32. I attended the regular meeting of CEOs of Safety Regulators forum and met colleagues from the National Audit Office to discuss the role of Non-Executive Directors.  I had an introductory meeting with Lorand Bartels, Chair of the Government Trade and Agriculture Commission (TAC).Robin May, Susan Jebb and I also met Gisela Abbam (Chair), Duncan Rudkin (Chief Executive), and Roz Gittins (Chief Pharmacy Officer) from the General Pharmaceutical Council to discuss joint working.  I also met Ana López-Santacruz Serraller (Executive Director, Spanish Agency for Food & Nutrition).

33. I continued to engage with food industry representatives. I had bilateral meetings with Karin Goodburn, Director General of the Chilled Food Association and Jason Aldiss, the Executive Director of the Association of Independent Meat Suppliers.  Rebecca Sudworth, Director of Policy, and I participated in a regular call with Technical Directors organised by the British Retail Consortium.  She and I also met Professor Chris Elliott from Queen’s University Belfast and Jago Pearson, chairman of the Coalition against Nitrites.  With several colleagues, I visited Pilgrim’s Europe, chicken abattoir at their Dungannon site and I also met Brian Hyland, Food Quality and Safety Director at Dunbia (Dawn Meats).

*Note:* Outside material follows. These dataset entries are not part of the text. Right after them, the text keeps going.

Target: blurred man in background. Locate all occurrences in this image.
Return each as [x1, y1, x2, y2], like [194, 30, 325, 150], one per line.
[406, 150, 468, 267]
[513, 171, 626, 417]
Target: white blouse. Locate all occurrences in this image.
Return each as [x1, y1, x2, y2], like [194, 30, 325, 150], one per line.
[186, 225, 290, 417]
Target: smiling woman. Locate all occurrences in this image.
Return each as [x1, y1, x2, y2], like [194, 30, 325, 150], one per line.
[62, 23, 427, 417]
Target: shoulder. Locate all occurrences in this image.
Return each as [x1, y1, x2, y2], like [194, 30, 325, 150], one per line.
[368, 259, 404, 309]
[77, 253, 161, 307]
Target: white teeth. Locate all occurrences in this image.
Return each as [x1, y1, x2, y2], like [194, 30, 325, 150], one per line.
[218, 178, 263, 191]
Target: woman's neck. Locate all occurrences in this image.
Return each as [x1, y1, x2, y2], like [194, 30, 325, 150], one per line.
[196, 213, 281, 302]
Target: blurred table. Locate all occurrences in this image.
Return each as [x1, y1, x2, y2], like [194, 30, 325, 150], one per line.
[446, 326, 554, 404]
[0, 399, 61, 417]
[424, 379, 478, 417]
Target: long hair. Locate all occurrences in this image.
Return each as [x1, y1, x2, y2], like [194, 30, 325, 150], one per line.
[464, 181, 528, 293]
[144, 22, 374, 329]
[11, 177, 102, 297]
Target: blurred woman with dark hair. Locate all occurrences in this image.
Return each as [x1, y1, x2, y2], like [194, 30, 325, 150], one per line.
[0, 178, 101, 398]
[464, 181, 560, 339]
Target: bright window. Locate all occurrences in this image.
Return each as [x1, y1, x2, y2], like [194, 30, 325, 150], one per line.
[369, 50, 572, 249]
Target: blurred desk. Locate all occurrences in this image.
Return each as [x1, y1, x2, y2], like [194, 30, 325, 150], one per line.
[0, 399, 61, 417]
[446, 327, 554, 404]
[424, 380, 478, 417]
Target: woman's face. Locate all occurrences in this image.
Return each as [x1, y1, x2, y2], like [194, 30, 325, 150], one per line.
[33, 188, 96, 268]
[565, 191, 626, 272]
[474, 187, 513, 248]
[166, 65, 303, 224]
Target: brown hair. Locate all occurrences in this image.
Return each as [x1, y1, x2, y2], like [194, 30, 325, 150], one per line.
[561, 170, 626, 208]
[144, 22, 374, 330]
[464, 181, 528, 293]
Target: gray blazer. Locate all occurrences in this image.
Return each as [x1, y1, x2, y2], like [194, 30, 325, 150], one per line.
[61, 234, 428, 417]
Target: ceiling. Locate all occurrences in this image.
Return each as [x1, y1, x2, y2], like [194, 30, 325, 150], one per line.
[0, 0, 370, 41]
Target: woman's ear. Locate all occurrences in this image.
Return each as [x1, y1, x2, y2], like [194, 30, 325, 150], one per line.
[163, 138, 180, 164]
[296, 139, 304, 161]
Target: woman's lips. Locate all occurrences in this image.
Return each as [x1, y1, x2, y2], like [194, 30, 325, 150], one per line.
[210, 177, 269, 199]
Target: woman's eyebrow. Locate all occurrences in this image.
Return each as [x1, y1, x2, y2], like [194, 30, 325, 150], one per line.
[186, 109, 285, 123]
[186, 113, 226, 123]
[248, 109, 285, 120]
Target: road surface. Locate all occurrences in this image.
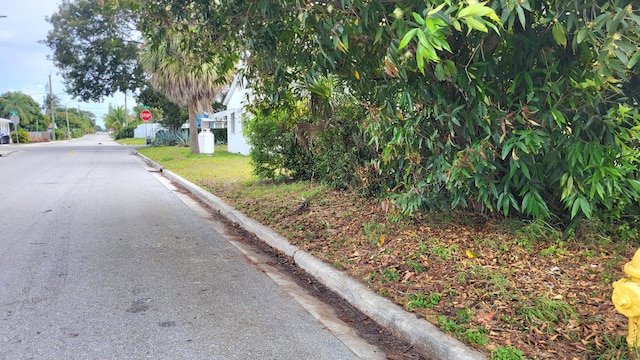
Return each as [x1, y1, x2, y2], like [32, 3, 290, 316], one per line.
[0, 135, 382, 359]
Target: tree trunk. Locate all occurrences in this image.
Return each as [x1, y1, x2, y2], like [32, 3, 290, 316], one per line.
[187, 105, 200, 154]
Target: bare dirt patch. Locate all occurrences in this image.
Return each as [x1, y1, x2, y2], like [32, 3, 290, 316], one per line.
[214, 186, 637, 359]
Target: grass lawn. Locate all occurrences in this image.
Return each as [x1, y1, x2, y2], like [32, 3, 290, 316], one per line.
[138, 146, 640, 359]
[136, 145, 257, 190]
[116, 138, 147, 145]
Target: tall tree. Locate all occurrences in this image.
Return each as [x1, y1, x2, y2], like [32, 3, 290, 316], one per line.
[104, 106, 128, 132]
[42, 0, 145, 101]
[137, 86, 189, 131]
[0, 92, 44, 129]
[140, 33, 230, 154]
[119, 0, 640, 219]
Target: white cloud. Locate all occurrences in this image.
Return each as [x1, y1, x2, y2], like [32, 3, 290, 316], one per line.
[0, 0, 127, 128]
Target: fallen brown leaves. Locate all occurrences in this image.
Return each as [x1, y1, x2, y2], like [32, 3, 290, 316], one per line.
[217, 184, 635, 359]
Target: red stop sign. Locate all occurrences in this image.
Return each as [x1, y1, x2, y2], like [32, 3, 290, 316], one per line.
[140, 109, 151, 121]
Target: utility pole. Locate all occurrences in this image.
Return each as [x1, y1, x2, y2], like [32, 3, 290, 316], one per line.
[49, 74, 56, 141]
[64, 103, 71, 140]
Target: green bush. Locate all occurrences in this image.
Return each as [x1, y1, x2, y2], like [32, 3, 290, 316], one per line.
[245, 109, 313, 179]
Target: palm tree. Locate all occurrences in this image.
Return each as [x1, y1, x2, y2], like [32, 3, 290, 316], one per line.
[140, 33, 231, 154]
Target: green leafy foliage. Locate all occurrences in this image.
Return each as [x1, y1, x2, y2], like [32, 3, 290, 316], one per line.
[11, 129, 31, 144]
[120, 0, 640, 224]
[42, 0, 146, 101]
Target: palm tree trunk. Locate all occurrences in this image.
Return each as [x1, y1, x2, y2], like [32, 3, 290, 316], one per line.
[187, 104, 200, 154]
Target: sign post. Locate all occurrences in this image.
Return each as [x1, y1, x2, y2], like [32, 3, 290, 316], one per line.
[140, 106, 153, 146]
[9, 111, 20, 144]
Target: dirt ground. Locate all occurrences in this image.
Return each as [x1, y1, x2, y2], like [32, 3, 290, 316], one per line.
[208, 184, 637, 359]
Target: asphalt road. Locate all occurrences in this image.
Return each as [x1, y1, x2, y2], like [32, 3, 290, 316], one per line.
[0, 135, 382, 359]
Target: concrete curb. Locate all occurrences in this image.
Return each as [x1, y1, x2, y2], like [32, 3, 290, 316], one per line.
[136, 152, 487, 360]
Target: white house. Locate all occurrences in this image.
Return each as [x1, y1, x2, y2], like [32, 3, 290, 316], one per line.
[211, 74, 253, 155]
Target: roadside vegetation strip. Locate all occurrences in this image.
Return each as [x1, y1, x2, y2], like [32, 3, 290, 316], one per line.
[140, 148, 638, 359]
[137, 146, 257, 190]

34. As usual, I attended the regular Defra-led meeting, chaired by Minister Daniel Zeichner, with representatives from the British Retail Council, UK Hospitality, the Food and Drink Federation and the National Farmers Union.

35. I joined a ministerial roundtable with stakeholders on school food chaired by Minister Stephen Morgan.  I also attended a stakeholder roundtable chaired by Minister Creagh at Defra on the circular economy and the role of the agri-food sector within it.  I had the opportunity to meet a range of people connected with community food redistribution at the Felix Project 2025 Founders Dinner.

36. Furthermore, I have attended and spoken at several events in the last quarter.  I gave a speech at the Association of Independent Meat Suppliers annual conference in April.  More recently, I spoke about examples of innovation in FSA at the Institute of Regulation’s panel event on Unlocking the Opportunity of the new Regulatory Innovation Office.